The Man Behind The Curtain
Dick Cheney is the most powerful vice president in history. Is that good?
Yet in some ways they are an odd couple, with Bush playing Oscar to Cheney's Felix. "They're not best buddies, but they have great respect for each other," says a senior administration official. Cheney is reserved. Bush is gregarious. Cheney, a pudgy 62-year-old who suffers from a serious heart ailment, would never strike the public as an athlete (although he once was). Bush, a 57-year-old jogger, is a fitness buff. Cheney keeps the TV news switched on all day, mostly watching the Fox network. Bush disdains TV news.
Cheney also has an intellectual bent that Bush seems to abjure. When Cheney was defense secretary, Gribben recalls, he hosted regular Saturday morning meetings in his Pentagon suite to discuss issues he wanted to know more about, at one point organizing a "rolling graduate class on Russia," according to one participant. As vice president, he has done the same thing at his official residence on the Naval Observatory grounds, bringing in experts like Fouad Ajami and Michael Beschloss to learn more about the Mideast, terrorism, and other issues.
Most significantly, it was Cheney, a favorite of Bush's father (whom he served as defense secretary), to whom Bush turned after the terrorist attacks two years ago. "He was Bush's go-to man on the ground on September 11," says a senior official who accompanied Bush aboard Air Force One that day. Calling on a secure phone, Bush talked first to Cheney, back in Washington, to coordinate the emergency response. For the rest of that day they were on the phone discussing everything from whether the president should return immediately to the White House (he didn't, to protect his safety, at Cheney's insistence) to whether to authorize the shoot-down of commercial airliners if they appeared to be threatening more targets (Bush gave the go-ahead, again on Cheney's recommendation).

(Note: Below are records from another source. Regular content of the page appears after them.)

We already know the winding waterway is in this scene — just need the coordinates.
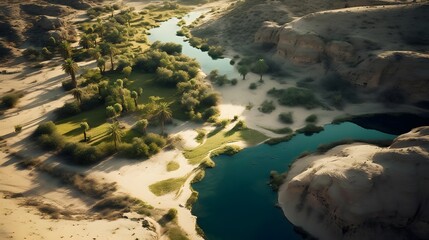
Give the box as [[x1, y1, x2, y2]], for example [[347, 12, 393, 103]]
[[149, 12, 395, 240]]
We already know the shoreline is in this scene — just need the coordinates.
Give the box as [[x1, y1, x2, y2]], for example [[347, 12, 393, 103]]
[[0, 2, 428, 239]]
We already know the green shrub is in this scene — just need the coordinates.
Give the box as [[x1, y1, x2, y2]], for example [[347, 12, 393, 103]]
[[144, 133, 167, 148], [233, 120, 247, 130], [134, 119, 149, 134], [305, 114, 317, 123], [33, 121, 57, 137], [123, 137, 150, 158], [279, 112, 293, 124], [166, 208, 177, 221], [15, 124, 22, 133], [1, 93, 20, 108], [203, 106, 220, 120], [258, 100, 276, 113], [61, 80, 74, 91], [55, 101, 81, 118], [249, 83, 258, 90], [37, 132, 65, 150]]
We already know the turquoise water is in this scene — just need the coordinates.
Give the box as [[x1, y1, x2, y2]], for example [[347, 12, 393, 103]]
[[149, 12, 395, 240], [192, 122, 395, 240], [148, 11, 240, 78]]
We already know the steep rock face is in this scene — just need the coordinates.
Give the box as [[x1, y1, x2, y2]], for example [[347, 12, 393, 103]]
[[279, 127, 429, 239], [254, 4, 429, 103]]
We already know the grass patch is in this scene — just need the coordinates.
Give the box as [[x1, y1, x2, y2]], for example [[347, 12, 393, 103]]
[[210, 145, 243, 157], [184, 129, 267, 164], [55, 106, 109, 146], [149, 176, 188, 197], [167, 161, 180, 172], [195, 129, 207, 144]]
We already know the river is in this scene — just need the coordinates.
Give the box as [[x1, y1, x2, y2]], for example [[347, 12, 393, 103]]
[[148, 11, 395, 240]]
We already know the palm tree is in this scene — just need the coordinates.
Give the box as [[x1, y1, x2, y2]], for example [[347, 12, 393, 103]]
[[79, 34, 93, 49], [100, 43, 118, 70], [80, 122, 89, 142], [62, 58, 79, 88], [131, 91, 139, 108], [107, 122, 124, 150], [72, 88, 83, 105], [238, 66, 249, 80], [108, 44, 118, 71], [154, 102, 173, 134], [97, 58, 106, 74], [59, 40, 71, 60]]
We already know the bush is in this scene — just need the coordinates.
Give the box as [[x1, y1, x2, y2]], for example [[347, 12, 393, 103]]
[[33, 121, 57, 137], [249, 83, 258, 90], [1, 93, 20, 108], [207, 46, 224, 59], [55, 101, 81, 118], [210, 145, 242, 157], [305, 114, 317, 123], [144, 133, 167, 148], [233, 120, 247, 130], [123, 137, 150, 158], [258, 100, 276, 113], [203, 106, 220, 120], [134, 119, 149, 134], [61, 80, 74, 91], [279, 112, 293, 124], [165, 208, 177, 221], [122, 66, 133, 76], [15, 124, 22, 133]]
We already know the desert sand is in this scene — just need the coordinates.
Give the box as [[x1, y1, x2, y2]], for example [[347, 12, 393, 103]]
[[0, 1, 426, 239]]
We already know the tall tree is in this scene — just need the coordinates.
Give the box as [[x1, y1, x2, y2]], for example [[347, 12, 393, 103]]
[[100, 43, 119, 71], [131, 91, 139, 108], [80, 122, 89, 142], [79, 34, 94, 49], [62, 58, 79, 88], [72, 88, 83, 105], [107, 122, 124, 150], [238, 65, 249, 80], [58, 40, 72, 60], [97, 58, 106, 74], [154, 102, 173, 134], [253, 58, 268, 81]]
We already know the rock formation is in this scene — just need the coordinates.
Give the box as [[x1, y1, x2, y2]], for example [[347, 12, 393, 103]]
[[279, 127, 429, 239], [255, 4, 429, 103]]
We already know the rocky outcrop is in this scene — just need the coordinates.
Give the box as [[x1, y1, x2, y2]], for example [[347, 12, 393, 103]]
[[36, 16, 64, 31], [279, 127, 429, 239]]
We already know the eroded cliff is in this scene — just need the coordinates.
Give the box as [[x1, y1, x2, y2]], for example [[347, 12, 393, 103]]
[[279, 127, 429, 239]]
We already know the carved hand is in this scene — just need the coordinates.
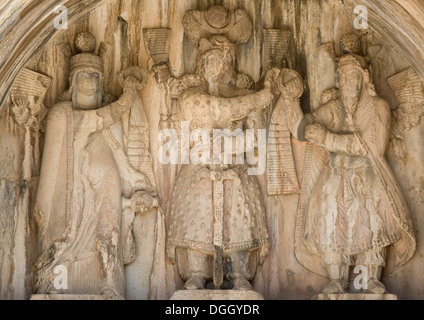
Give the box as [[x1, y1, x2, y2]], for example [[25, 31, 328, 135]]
[[265, 68, 281, 95], [128, 170, 156, 195], [152, 64, 171, 84], [131, 191, 159, 214], [305, 123, 329, 146]]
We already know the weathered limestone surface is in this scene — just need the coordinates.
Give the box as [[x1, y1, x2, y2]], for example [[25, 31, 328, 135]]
[[171, 290, 264, 301], [0, 0, 424, 300], [312, 293, 398, 301]]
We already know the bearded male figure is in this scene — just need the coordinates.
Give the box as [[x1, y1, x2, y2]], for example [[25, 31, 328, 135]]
[[35, 33, 153, 299], [286, 54, 416, 294]]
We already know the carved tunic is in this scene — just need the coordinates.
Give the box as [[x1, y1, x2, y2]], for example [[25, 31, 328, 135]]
[[36, 102, 124, 295], [305, 97, 410, 255], [167, 85, 272, 259]]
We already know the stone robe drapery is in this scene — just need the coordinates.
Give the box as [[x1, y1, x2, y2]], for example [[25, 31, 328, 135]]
[[35, 102, 124, 296], [296, 97, 416, 276]]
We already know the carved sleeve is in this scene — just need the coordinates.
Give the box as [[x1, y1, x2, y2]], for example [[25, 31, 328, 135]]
[[363, 99, 392, 157], [180, 89, 274, 122], [96, 91, 140, 128], [324, 132, 367, 156]]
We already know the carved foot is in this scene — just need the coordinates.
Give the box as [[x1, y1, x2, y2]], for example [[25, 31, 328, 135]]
[[322, 280, 346, 294], [364, 278, 386, 294], [184, 276, 205, 290], [101, 286, 125, 300], [233, 278, 253, 291]]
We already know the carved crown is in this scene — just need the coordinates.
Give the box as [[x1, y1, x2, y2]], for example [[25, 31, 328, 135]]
[[71, 32, 103, 74]]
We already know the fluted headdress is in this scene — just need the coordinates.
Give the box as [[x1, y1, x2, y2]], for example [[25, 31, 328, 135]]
[[71, 32, 103, 78]]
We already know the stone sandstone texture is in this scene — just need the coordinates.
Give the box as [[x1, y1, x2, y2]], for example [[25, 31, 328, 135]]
[[0, 0, 424, 300]]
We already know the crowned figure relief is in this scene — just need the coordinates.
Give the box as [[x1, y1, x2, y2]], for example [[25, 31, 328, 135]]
[[35, 33, 158, 299], [152, 6, 284, 290], [286, 35, 416, 294]]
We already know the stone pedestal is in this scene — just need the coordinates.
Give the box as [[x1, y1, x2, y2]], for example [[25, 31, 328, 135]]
[[171, 290, 265, 301], [312, 293, 398, 300], [30, 294, 121, 301]]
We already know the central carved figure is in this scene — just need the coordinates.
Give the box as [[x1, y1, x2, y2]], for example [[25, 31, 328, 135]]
[[159, 7, 275, 290]]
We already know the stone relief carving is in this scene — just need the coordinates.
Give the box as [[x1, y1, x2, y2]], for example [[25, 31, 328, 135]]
[[388, 68, 424, 159], [34, 33, 158, 299], [0, 1, 424, 299], [286, 49, 416, 294], [150, 6, 282, 290]]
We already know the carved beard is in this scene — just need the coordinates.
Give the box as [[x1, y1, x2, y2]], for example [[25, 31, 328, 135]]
[[343, 94, 359, 115]]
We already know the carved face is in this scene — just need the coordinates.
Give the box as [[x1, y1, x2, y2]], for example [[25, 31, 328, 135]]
[[77, 71, 100, 97], [340, 66, 362, 112], [204, 51, 234, 84]]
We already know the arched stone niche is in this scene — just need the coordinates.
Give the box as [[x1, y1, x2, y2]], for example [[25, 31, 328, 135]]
[[0, 0, 424, 299]]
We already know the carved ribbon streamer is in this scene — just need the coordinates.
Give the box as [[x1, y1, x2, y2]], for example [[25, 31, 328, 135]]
[[210, 170, 237, 288]]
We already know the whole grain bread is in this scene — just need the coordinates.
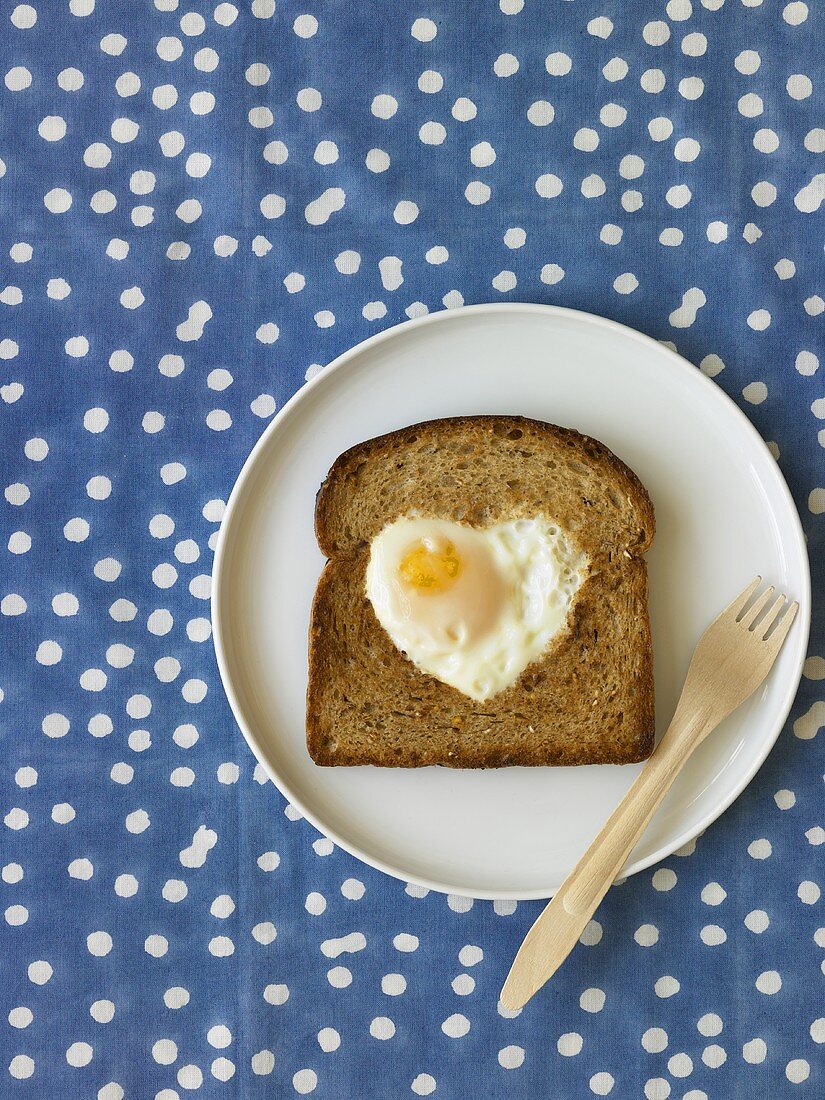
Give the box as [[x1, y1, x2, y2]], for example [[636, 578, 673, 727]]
[[307, 416, 655, 768]]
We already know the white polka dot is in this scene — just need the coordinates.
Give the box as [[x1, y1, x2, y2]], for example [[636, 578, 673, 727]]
[[89, 1000, 114, 1024], [6, 65, 32, 91], [364, 149, 389, 172], [651, 867, 677, 891], [452, 96, 479, 122], [41, 714, 70, 737], [125, 810, 150, 834], [782, 0, 807, 26], [795, 351, 820, 377], [304, 891, 327, 916], [598, 103, 627, 128], [293, 15, 318, 39], [493, 271, 517, 294], [9, 1054, 34, 1081], [409, 19, 438, 42], [418, 69, 444, 96], [785, 1058, 811, 1085], [393, 199, 418, 226]]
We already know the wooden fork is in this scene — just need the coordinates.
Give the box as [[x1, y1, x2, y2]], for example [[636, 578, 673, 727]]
[[502, 576, 799, 1011]]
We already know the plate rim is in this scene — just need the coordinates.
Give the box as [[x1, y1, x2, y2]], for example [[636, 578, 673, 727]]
[[210, 301, 811, 901]]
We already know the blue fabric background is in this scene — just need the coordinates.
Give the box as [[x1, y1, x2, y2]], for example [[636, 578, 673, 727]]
[[0, 0, 825, 1100]]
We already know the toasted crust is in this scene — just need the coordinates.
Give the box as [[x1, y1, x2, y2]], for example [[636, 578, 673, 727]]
[[307, 417, 655, 768]]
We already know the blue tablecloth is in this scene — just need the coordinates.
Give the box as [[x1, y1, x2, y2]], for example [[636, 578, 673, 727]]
[[0, 0, 825, 1100]]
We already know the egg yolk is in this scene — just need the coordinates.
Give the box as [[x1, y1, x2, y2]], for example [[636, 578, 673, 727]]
[[398, 540, 462, 595]]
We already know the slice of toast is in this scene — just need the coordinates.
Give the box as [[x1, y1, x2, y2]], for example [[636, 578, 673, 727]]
[[307, 416, 655, 768]]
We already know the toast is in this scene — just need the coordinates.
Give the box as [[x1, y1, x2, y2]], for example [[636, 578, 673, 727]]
[[307, 416, 655, 768]]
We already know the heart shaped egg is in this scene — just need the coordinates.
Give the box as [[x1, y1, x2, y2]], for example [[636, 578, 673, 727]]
[[366, 515, 589, 702]]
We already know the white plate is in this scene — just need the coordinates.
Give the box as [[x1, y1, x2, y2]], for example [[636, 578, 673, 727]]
[[212, 304, 811, 899]]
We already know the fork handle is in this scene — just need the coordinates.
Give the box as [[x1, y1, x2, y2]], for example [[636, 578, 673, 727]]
[[563, 714, 710, 924], [502, 708, 718, 1010]]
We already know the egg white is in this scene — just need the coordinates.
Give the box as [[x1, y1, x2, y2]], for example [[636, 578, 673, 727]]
[[366, 515, 589, 702]]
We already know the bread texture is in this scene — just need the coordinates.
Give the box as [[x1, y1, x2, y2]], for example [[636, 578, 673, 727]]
[[307, 416, 655, 768]]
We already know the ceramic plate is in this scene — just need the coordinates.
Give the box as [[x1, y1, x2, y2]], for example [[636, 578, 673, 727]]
[[212, 304, 811, 899]]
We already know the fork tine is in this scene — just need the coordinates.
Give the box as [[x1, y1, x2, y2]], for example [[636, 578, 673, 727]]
[[719, 576, 762, 619], [740, 585, 774, 630], [759, 593, 785, 641], [768, 602, 800, 652]]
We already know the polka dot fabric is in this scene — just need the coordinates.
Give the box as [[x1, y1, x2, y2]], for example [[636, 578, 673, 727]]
[[0, 0, 825, 1100]]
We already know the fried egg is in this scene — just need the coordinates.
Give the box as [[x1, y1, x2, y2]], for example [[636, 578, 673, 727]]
[[366, 515, 589, 702]]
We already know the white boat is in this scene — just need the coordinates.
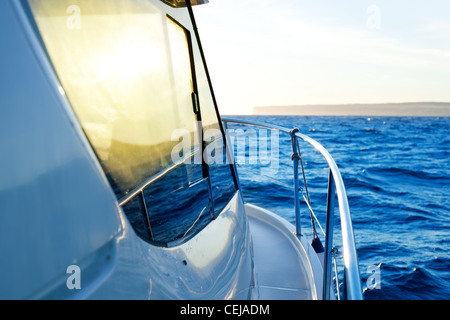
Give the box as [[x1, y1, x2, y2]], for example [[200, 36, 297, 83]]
[[0, 0, 362, 300]]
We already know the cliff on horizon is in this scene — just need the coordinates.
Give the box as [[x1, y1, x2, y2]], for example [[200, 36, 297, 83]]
[[253, 102, 450, 117]]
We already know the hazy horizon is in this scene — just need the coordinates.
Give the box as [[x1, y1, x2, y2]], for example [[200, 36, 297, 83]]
[[239, 102, 450, 117], [194, 0, 450, 114]]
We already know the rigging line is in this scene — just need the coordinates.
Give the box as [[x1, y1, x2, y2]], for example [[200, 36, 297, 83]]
[[297, 140, 323, 238], [302, 192, 326, 236]]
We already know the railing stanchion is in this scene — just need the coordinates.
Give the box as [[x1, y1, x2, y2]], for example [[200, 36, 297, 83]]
[[322, 169, 336, 300], [289, 128, 302, 237]]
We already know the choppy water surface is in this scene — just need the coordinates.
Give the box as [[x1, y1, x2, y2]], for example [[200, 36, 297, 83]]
[[229, 116, 450, 299]]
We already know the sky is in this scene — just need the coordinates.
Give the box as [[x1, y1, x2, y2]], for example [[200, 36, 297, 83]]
[[194, 0, 450, 114]]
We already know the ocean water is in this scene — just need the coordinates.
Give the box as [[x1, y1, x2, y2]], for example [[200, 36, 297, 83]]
[[230, 116, 450, 300]]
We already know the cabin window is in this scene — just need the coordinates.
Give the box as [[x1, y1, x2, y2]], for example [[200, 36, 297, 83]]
[[25, 0, 236, 245]]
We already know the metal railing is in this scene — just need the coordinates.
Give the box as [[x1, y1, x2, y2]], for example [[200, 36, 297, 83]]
[[222, 118, 362, 300]]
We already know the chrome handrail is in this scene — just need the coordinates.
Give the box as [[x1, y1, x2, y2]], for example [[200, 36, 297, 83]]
[[222, 117, 362, 300]]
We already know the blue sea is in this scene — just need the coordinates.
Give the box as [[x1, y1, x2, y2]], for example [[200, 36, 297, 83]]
[[227, 116, 450, 300]]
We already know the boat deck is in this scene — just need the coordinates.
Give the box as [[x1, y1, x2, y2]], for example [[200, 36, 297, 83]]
[[245, 204, 321, 300]]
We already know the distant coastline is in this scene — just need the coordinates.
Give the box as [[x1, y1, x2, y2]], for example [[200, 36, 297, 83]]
[[253, 102, 450, 117]]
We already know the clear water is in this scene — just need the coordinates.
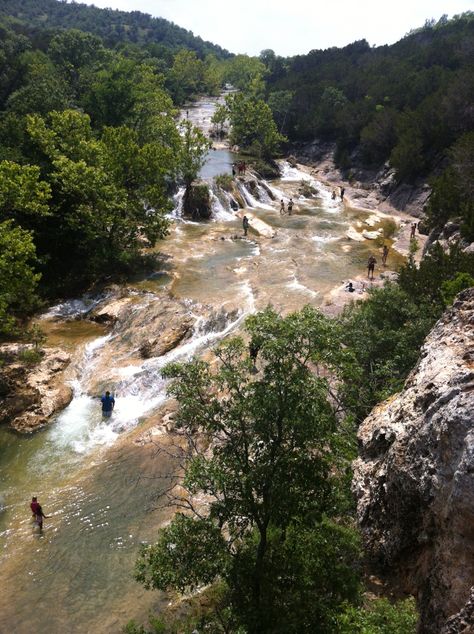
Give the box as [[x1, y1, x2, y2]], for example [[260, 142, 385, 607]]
[[0, 96, 408, 634]]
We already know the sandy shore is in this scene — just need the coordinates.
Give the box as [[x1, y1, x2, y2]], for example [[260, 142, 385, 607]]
[[298, 158, 428, 316]]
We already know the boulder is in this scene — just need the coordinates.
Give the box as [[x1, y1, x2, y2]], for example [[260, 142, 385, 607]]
[[353, 288, 474, 634], [183, 183, 212, 220], [140, 316, 194, 359]]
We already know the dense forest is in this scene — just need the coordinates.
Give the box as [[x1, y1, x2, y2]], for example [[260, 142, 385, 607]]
[[0, 0, 474, 634], [0, 0, 229, 58], [260, 12, 474, 241]]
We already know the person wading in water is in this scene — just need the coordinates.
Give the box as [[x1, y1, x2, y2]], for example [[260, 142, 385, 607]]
[[100, 392, 115, 418], [367, 255, 377, 280], [30, 495, 48, 531]]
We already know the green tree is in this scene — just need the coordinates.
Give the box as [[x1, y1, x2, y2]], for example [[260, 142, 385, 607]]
[[168, 49, 205, 104], [225, 55, 267, 99], [0, 220, 40, 337], [268, 90, 294, 132], [339, 284, 438, 421], [337, 599, 418, 634], [398, 242, 474, 308], [136, 307, 359, 634], [179, 120, 211, 188], [0, 161, 51, 229], [6, 51, 71, 115], [28, 110, 177, 287]]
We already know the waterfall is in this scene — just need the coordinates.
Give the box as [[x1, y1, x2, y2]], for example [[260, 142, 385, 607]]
[[209, 187, 235, 222], [44, 296, 255, 450]]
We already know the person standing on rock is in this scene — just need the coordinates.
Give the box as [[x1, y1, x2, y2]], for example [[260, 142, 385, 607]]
[[100, 392, 115, 418], [30, 495, 48, 531], [367, 255, 377, 280]]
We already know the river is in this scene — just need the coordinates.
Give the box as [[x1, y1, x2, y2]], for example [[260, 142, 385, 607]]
[[0, 92, 406, 634]]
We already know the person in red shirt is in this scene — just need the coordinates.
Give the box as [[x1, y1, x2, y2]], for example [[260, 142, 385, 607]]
[[30, 496, 47, 531]]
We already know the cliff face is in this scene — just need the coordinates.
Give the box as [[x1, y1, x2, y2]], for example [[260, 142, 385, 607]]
[[353, 289, 474, 634], [0, 344, 72, 433]]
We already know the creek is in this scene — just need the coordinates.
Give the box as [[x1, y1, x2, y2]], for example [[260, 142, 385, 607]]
[[0, 92, 406, 634]]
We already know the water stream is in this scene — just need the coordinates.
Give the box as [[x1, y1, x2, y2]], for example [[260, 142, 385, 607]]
[[0, 91, 404, 634]]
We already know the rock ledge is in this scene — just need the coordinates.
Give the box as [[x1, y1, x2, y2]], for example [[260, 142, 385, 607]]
[[353, 288, 474, 634]]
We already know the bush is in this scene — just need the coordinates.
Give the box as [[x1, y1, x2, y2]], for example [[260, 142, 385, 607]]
[[339, 284, 438, 420], [18, 348, 43, 366], [252, 159, 280, 179], [214, 174, 234, 192], [337, 599, 418, 634], [441, 273, 474, 306]]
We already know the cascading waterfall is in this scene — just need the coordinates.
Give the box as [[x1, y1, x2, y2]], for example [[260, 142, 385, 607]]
[[43, 294, 255, 453]]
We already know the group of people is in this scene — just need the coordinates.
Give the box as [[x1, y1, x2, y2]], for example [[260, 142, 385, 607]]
[[367, 244, 388, 280], [30, 391, 115, 532], [232, 161, 247, 176]]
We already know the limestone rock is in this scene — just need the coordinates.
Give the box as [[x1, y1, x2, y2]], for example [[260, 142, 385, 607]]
[[140, 316, 194, 359], [0, 344, 72, 433], [183, 183, 212, 220], [353, 288, 474, 634], [89, 297, 132, 324]]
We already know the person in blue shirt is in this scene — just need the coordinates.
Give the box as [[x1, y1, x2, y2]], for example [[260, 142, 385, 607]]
[[100, 392, 115, 418]]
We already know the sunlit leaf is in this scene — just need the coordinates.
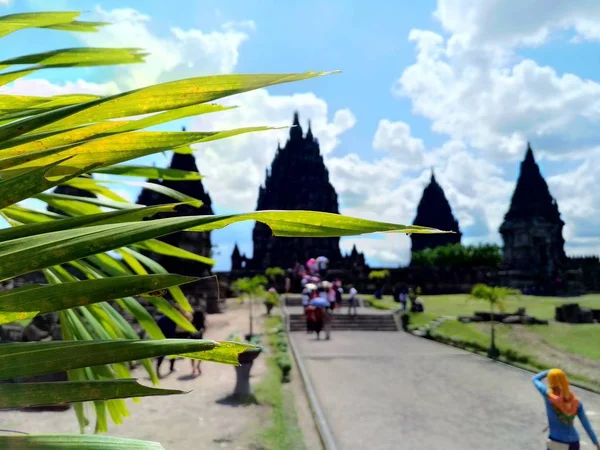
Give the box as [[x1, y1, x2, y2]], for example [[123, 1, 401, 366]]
[[0, 340, 219, 380], [0, 380, 183, 408], [0, 434, 164, 450], [92, 164, 202, 181], [0, 275, 197, 324], [0, 211, 437, 280]]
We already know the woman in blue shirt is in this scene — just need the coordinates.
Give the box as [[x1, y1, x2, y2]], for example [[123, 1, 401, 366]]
[[533, 369, 600, 450]]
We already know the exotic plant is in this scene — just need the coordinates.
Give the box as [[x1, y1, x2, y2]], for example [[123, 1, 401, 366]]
[[0, 12, 446, 449], [369, 269, 390, 280], [471, 283, 520, 359]]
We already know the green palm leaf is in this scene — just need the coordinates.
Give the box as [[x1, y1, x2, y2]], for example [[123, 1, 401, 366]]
[[0, 380, 184, 408]]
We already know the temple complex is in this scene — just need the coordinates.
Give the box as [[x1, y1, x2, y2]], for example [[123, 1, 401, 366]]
[[137, 128, 218, 312], [410, 170, 462, 252], [500, 144, 568, 287], [231, 113, 364, 272]]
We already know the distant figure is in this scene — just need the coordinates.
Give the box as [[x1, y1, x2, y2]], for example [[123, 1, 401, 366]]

Such reliance, evidently, has its pluses and minuses. "Bush wasn't sure of himself on foreign affairs. Cheney was," says a Bush family insider. "If Cheney were not vice president, it would've been different. The Iraq war situation would've been handled differently. There was a rush to judgment to go to war, all filtered through Cheney. If Cheney had not been there, there may have been a second chance for the weapons inspectors, we would've been slower to move to war, and, maybe, we would have organized a bigger coalition."
In White House meetings, Cheney's routine is to sit silently, hands folded or taking notes. He reserves his advice for his private sessions with Bush and is deferential to his boss, calling him "Mr. President" in public settings and almost always standing in the background or walking a step or two behind him.
Down time. He hates to talk about himself, especially the health problems that have led to several heart attacks and the placement of a pacemaker in his chest. But not even someone as private as Cheney can hide every aspect of his life. "Today," a friend says, "he's disciplined about exercise." He loves fly-fishing and, as with most everything else, he takes it very seriously. He'll interrupt a fishing trip to take a phone call from only two people: President Bush and National Security Adviser Condoleezza Rice. On a brilliant afternoon in mid-August, while vacationing at his retreat in Jackson Hole, Wyo., Cheney floated on a drift boat along the Snake River in Grand Teton National Park. His guide tried to explain why the trout weren't biting, and Cheney joked, "You sound like a damn politician, with all these excuses."